Iraq said Monday it had launched an investigation into possible human rights abuses against civilians fleeing the Islamic State-held city of Fallujah as an aid group said more than 4,000 more people had left the city over the weekend.

Iraqi government spokesman Saad al-Hadithi said some fighters suspected of violating human rights during the three-week-old operation to retake the city have been arrested over the past few days and are under investigation.

He did not provide details on whether the fighters are from the army or government-sanctioned paramilitary forces, which are mainly made up of Shiite militias.

Prime Minister Haider al-Abadi "issued arrest warrants against some suspects who took part in the operation a few days ago," al-Hadithi said. "The Prime Minister is closely following the investigation and we are still awaiting the results."

Local Sunni officials and human rights groups have accused Shiite militias of arresting, torturing and killing Sunnis who fled Fallujah and its outskirts.

The governor of Anbar province, where Fallujah is located, told a press conference on Sunday that 49 civilians were killed and 643 others have gone missing. Suhaib Al-Rawi described them as displaced persons from Fallujah who reached areas controlled by the paramilitary forces.

The spokesman for Iraq's paramilitary forces, Karim al-Nouri, confirmed the arrest of one fighter for alleged human rights violations, but did not provide further details. He said the accusations of abuse by paramilitary forces were "mere lies aimed at distracting attention from victories on the ground."

He said that all displaced people detained by paramilitary forces for security screening were handed over to authorities.

Last week, the U.N. human rights chief said there were "credible reports" that Iraqis fleeing Fallujah were facing physical abuse as they escaped the city held by Islamic State militants.

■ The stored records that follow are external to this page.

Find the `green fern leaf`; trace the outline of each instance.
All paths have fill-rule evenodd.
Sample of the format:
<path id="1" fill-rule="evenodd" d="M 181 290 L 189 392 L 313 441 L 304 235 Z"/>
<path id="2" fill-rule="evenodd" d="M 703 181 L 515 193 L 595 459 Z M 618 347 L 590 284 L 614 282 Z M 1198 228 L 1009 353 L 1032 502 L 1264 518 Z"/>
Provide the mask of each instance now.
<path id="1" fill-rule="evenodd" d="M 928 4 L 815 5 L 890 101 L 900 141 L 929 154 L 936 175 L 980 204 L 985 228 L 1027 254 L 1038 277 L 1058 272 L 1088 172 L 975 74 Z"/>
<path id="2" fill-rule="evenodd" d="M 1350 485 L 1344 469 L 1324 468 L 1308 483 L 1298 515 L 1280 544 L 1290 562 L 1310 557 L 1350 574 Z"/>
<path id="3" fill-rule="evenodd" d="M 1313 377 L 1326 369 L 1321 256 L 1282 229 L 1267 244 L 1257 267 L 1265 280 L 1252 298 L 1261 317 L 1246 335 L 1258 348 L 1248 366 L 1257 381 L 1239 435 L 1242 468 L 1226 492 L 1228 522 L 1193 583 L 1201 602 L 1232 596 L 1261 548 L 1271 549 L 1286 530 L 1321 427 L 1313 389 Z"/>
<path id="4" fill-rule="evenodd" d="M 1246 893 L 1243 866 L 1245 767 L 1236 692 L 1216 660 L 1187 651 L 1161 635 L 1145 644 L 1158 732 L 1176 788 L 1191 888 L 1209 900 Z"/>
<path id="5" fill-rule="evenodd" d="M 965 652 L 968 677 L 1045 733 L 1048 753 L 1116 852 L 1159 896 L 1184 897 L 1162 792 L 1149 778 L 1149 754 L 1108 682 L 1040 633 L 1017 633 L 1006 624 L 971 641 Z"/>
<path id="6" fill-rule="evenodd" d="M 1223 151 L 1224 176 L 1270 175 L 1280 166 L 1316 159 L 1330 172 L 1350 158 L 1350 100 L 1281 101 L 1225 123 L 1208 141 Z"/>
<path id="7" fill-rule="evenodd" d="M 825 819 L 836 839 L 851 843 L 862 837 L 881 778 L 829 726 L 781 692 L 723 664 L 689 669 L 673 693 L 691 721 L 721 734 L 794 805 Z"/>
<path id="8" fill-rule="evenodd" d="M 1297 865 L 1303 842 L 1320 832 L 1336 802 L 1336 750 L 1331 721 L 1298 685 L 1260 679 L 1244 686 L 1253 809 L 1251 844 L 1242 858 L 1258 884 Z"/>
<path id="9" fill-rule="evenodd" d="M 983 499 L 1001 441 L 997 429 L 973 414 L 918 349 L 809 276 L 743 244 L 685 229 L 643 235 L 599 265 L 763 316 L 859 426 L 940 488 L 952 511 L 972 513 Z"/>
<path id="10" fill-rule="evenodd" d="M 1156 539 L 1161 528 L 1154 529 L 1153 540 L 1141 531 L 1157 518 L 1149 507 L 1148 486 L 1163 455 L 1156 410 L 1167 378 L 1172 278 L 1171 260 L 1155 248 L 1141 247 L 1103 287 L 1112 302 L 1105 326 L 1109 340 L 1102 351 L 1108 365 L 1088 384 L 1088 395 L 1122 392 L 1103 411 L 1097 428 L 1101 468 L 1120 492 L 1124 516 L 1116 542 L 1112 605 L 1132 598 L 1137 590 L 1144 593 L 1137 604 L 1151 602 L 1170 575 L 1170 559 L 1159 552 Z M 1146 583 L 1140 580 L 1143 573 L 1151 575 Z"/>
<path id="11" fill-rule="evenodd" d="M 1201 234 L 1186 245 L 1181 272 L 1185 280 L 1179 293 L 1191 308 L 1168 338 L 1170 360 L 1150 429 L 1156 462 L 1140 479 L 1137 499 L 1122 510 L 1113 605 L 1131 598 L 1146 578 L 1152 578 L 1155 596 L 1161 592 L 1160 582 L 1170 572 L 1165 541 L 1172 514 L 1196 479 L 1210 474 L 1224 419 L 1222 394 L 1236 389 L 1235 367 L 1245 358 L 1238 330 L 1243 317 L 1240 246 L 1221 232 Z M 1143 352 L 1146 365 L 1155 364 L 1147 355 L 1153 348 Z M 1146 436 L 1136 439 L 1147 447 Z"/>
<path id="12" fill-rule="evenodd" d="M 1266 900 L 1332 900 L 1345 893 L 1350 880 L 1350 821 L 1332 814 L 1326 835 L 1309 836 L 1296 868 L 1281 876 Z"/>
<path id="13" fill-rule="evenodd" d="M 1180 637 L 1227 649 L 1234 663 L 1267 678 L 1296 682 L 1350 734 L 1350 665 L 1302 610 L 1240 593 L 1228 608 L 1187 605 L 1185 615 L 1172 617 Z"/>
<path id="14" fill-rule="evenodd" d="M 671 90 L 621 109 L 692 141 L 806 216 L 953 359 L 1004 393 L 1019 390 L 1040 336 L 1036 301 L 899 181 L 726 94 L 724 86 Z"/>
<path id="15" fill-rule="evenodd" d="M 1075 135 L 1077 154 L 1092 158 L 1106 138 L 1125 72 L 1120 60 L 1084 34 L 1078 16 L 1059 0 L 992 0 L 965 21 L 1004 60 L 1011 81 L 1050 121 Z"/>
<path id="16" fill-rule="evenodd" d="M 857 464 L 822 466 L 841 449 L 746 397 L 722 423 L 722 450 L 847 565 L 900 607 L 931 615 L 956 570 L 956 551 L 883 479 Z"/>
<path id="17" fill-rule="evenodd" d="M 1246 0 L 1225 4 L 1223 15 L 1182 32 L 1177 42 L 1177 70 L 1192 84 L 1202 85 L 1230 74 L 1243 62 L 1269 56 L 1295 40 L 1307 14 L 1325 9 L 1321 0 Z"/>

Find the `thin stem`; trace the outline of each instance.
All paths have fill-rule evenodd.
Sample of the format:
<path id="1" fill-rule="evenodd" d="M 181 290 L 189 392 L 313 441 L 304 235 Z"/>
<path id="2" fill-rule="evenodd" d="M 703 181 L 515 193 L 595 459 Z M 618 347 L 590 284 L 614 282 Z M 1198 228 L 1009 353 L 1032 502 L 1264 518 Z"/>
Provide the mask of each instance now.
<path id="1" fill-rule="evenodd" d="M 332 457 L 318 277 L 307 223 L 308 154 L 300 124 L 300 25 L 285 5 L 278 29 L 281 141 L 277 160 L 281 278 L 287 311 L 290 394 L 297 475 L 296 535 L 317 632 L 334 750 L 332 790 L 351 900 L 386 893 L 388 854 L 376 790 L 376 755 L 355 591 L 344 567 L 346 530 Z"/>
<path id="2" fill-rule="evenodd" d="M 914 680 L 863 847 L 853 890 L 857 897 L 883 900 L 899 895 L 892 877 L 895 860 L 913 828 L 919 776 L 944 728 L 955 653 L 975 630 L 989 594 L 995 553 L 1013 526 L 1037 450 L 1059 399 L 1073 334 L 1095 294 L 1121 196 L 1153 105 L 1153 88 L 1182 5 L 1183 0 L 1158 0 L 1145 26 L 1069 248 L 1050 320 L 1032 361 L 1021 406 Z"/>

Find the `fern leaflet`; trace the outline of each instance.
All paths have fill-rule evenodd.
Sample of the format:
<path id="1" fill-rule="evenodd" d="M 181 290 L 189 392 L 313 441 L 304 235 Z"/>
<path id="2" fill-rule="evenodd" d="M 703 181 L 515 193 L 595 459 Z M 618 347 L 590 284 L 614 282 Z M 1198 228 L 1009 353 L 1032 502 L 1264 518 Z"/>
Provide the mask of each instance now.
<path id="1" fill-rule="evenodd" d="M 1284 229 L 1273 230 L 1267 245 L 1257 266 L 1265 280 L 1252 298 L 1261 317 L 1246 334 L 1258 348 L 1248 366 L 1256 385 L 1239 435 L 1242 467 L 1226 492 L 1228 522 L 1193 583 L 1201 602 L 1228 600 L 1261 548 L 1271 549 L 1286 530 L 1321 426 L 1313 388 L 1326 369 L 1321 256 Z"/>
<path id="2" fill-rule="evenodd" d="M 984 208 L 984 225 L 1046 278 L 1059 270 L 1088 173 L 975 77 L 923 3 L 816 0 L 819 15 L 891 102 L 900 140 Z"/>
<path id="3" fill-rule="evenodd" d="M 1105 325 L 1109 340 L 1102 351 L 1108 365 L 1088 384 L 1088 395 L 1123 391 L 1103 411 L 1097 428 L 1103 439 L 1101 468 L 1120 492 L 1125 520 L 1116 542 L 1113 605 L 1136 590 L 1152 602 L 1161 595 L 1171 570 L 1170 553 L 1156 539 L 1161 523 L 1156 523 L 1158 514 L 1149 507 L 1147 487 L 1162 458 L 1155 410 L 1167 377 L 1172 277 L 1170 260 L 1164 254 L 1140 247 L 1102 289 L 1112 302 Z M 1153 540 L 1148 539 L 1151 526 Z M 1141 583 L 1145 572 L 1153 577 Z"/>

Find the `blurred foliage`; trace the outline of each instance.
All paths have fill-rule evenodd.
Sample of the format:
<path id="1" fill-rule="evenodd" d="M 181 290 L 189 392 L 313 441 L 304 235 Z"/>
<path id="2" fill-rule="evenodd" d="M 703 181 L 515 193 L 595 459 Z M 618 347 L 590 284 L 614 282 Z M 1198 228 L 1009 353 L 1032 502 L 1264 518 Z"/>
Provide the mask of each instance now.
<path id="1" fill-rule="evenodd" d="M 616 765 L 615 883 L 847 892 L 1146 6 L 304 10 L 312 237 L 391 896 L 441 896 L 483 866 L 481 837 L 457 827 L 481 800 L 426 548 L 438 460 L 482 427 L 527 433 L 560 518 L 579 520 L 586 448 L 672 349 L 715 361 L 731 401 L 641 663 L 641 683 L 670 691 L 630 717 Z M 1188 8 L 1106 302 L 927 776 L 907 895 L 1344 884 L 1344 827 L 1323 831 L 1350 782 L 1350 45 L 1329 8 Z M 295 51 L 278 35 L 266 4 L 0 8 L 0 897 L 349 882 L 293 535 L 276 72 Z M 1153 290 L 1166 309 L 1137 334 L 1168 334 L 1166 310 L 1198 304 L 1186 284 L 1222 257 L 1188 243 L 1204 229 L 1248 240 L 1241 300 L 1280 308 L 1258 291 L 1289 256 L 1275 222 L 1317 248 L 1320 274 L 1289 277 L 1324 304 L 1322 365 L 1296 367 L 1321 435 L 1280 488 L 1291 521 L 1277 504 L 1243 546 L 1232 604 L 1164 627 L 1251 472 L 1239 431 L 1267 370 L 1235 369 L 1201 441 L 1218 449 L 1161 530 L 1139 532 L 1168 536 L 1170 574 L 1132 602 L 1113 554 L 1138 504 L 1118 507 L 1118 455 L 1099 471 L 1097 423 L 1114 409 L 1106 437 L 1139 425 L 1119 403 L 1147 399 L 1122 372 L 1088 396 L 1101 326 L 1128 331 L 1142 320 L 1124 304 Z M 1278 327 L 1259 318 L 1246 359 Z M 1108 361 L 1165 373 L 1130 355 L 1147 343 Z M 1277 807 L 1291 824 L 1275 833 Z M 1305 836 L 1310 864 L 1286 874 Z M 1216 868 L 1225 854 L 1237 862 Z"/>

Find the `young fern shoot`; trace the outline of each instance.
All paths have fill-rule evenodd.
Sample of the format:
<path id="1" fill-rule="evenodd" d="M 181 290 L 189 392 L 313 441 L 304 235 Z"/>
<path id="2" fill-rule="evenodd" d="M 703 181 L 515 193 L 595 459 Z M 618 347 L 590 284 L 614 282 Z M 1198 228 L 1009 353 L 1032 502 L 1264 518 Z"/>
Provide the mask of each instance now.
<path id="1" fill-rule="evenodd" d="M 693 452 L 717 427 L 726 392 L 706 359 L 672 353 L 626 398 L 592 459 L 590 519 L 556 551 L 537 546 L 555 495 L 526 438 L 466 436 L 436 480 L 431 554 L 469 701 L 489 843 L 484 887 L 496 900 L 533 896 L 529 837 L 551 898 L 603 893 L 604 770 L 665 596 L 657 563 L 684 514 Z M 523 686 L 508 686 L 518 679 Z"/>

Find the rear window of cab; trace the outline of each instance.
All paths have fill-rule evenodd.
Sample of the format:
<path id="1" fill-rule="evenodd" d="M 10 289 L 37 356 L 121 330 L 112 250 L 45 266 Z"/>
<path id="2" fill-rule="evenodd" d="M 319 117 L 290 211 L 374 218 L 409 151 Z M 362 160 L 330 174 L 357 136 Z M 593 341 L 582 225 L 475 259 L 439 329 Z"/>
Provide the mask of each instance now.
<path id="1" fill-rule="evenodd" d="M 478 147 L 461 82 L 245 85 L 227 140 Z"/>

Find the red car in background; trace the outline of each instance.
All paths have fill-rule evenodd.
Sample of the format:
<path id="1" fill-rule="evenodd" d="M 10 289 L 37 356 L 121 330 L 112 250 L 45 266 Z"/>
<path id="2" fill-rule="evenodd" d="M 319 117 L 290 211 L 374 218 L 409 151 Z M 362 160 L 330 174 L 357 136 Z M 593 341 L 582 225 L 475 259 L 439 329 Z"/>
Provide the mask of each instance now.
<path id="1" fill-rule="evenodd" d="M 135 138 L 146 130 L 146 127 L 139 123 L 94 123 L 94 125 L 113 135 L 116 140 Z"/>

An estimated 50,000 civilians remain trapped inside Fallujah, located about 40 miles (65 kilometers) west of Baghdad. Their presence, along with roadside bombs, has slowed down the Iraqi forces' operation to recapture the city.

Fallujah has been under IS control for over two years and is the last major city in western Iraq still held by the extremist group. The militants have threatened anyone who attempts to flee with death and last week reportedly shot at a group of civilians attempting to flee across the Euphrates River.

The Norwegian Refugee Council said the 4,000 who fled since Saturday bring the total number of residents who escaped Fallujah since the offensive started in late May to 27,580.

Thousands more are expected to take the risky journey in the coming hours, NRC said, adding that some refugees reported IS militants were demanding 150,000 Iraqi Dinars, or around $130, from each person who wanted to leave.

The aid group warned that humanitarian resources are running low and called for at least $10 million to fund a six-month supply of water, food and basic necessities.

"Thousands of others remain trapped inside and the most vulnerable will need urgent assistance," said Nasr Muflahi, the NCR country director in Iraq.

On Sunday, the Iraqi command announced that key areas to the west of Fallujah had been taken and that Iraqi forces pushed deeper into the city from its southern edges.

U.S.-trained Iraqi counterterrorism forces, wary of coming street battles in the city, are already facing fierce resistance on the outskirts from well-entrenched militants.